As anyone who has regularly read my comments here and elsewhere knows, I was disgusted by the station's shoddy treatment of Bob, who was performing gratis and whom management even refused to compensate for having to spend his own money on gasoline. No other person at WBAI was as closely identified with the station or as well remembered, but when his program became the subject of a documentary film, Berthold Reimers and his bunker crowd only wanted to know how the station could generate income from it.
In one sense, Bob himself helped to create the situation, but I believe his ego--somewhat boosted by the film—stood in the way of his doing the sensible thing: Give up the program and work on a book about his half a century at WBAI. He should have done that at least a decade ago, but the film's release would have provided a natural transition.

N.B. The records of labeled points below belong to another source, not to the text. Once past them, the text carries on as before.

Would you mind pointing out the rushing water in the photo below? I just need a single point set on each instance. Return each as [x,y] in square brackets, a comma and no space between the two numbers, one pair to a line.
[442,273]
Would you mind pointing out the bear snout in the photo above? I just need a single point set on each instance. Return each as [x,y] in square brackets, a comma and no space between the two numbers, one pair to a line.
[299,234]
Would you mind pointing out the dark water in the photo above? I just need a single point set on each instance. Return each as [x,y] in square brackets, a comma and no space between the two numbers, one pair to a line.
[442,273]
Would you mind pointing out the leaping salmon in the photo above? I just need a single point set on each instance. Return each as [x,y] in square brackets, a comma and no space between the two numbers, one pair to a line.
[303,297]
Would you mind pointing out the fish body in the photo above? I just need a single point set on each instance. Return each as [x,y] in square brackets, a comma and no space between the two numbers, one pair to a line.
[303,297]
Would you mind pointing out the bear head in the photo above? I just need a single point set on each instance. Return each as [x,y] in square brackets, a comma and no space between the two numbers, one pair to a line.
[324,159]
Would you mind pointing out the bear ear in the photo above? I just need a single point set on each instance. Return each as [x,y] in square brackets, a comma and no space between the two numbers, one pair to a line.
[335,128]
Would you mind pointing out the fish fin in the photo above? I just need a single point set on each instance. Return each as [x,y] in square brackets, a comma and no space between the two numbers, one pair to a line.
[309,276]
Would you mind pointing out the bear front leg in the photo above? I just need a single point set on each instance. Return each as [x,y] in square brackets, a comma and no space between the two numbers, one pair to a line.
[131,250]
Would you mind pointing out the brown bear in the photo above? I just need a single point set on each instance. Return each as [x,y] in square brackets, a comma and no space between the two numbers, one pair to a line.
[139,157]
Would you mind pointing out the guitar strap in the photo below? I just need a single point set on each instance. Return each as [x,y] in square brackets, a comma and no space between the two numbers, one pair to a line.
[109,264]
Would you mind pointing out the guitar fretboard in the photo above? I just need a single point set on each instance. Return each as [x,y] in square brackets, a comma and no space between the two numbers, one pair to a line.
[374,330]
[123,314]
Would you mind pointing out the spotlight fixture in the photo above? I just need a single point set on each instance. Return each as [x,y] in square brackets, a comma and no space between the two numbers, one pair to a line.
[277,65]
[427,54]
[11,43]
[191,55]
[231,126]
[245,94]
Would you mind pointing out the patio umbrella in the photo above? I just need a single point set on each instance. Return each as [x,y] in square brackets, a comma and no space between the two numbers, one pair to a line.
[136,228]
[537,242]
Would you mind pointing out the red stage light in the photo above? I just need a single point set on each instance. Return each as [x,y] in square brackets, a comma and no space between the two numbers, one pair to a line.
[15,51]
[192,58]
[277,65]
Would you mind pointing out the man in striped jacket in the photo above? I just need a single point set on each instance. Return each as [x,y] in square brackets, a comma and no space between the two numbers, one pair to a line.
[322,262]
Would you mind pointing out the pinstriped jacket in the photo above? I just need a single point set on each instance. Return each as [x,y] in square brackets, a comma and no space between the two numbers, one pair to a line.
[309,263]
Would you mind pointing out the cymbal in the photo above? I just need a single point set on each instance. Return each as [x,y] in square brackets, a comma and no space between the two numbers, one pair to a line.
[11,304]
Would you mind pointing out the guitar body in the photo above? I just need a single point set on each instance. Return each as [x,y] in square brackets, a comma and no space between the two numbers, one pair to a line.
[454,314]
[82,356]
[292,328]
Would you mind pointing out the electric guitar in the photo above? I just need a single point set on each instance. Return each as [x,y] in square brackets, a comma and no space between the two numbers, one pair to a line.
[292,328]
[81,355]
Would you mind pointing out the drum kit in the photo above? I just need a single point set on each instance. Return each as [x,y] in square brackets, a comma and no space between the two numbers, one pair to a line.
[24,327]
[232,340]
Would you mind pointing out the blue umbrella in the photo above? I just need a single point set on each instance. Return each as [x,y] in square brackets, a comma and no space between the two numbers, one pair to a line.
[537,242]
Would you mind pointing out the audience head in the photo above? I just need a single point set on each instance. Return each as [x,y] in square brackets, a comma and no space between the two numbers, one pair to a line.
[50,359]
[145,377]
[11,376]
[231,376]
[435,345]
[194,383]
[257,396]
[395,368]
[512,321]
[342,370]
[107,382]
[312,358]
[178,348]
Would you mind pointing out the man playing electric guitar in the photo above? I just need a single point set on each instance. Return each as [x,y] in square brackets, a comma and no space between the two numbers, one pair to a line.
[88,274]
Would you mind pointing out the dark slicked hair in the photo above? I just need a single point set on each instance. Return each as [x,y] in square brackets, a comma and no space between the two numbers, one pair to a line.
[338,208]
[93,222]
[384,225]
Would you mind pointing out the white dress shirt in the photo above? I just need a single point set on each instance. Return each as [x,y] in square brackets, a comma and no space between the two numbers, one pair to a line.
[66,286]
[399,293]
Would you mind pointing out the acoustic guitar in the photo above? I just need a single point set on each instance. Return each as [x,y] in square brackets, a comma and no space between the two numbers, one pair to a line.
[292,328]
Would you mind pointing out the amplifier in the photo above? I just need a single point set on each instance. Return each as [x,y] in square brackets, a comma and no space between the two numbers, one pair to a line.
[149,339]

Now it is too late to close that chapter with any dignity, so he just goes on and on, a weak echo emerging, although barely, from the ruins of a station he helped to establish many moons ago.
I think his rambling attack on me pretty much speaks for itself, but I would like to clear up a few of the untruths, whether they be deliberate twists or lapses in memory. I will skip the uncalled-for, outrageous analogies he makes of me with a notorious Nazi or a berserk bloodlusty monster, but some of his clearesr lies or age-induced fantasies are listed below this unexpurgated sound clip.
1. I was not fired from WBAI. I quit and Pacifica President Hallock Hoffman offered me a network-wide job that he and the PNB created. I considered it, but turned it down and went with the BBC instead. Here's Hallock's letter.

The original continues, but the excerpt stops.